In Woven Stone’s introduction, Ortiz writes about how he identified with the people he worked with in the uranium industry, mostly working-class white men from all over, because they weren’t far removed from their land-based backgrounds. They had followed the boom not to get rich, for the most part, but just to save up enough cash to go back home and buy some land or a house. In his poems, Ortiz sometimes expresses exasperation at their ignorance, especially of his and other Native cultures. But he also writes about them with deep compassion and sensitivity.

“To Change in a Good Way” is about Bill and Ida, two white Okies who came to work the mines. They befriend Pete, who also works at the mine, and Mary, who are from Laguna Pueblo. While the piece is fictional, its portrayal of everyday life is remarkably accurate, giving weight to the mundane without overdoing it. It reminds me a bit of Raymond Carver’s short stories in subject and style—or maybe I should say Carver’s stories reminds me of Ortiz’s work.

Finally, “Our Homeland, A National Sacrifice Area” should be required reading for anyone wanting to know about the history of the Southwest and the Pueblos, Acoma in particular. You might say it is Ortiz’s version of his own creation story, tracing his ancestral line back to those who built the structures at what are now known as Chaco Canyon and Mesa Verde, in the context of colonialism. But it’s also a eulogy for the land from which he came, told with a mixture of verse and prose, jumping back and forth between imagery and exposition. An acerbic wit peeks through the poetry from time to time, as seen here in his description of Chaco and Mesa Verde:

The park service has guided tours,
printed brochures, clean rest rooms,
and the staff is friendly, polite,
and very helpful.
You couldn’t find a better example
of Americanhood anywhere.

Ortiz ends “Our Homeland” with a rallying cry:

We must have passionate concern for what is at stake. We must understand the experience of the oppressed, especially the racial and ethnic minorities, of this nation, by this nation and its economic interests. … Only when we are not afraid to fight against the destroyers, thieves, liars, exploiters who profit handsomely off the land and people will we know what love and compassion are. … And when we fight … we will win. We will win.
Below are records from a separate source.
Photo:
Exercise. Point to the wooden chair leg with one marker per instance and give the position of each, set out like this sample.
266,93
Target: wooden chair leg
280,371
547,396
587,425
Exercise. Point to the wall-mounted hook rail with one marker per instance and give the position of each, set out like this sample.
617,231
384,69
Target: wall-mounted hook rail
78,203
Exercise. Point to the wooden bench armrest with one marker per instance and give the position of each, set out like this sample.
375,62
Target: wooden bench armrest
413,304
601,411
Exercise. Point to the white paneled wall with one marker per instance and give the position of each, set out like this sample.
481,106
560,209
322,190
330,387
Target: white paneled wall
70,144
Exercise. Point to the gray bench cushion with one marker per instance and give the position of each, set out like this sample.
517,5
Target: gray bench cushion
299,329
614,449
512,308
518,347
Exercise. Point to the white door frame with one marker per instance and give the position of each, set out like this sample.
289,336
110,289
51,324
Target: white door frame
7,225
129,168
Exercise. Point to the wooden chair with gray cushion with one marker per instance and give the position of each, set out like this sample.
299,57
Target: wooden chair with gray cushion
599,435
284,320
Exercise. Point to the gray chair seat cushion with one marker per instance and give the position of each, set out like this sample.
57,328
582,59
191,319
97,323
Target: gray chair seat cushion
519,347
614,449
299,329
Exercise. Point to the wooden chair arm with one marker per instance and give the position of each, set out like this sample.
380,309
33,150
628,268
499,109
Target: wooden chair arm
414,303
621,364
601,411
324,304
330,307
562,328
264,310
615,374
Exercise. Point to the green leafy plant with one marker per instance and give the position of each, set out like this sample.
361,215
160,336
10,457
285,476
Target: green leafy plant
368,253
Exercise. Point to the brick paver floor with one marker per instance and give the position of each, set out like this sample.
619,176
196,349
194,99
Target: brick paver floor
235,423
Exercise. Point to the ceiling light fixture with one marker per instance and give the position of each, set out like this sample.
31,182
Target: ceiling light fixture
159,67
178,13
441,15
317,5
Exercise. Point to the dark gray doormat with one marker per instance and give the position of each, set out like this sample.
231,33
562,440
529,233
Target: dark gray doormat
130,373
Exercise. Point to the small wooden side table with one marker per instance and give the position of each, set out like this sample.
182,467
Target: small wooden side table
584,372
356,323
Ortiz is far more than just a poet—he is an observer, chronicler, historian, storyteller and, most importantly, a voice for the people and the land. As a journalist of the Southwest, I find Ortiz’s work informative. More than that, though, it’s humbling: No matter how much I struggle to find the right combination of words to communicate this land and its people, I know I’ll come up short. Ortiz shows us that the best, most truthful language with which to communicate this harsh and rich landscape is poetry.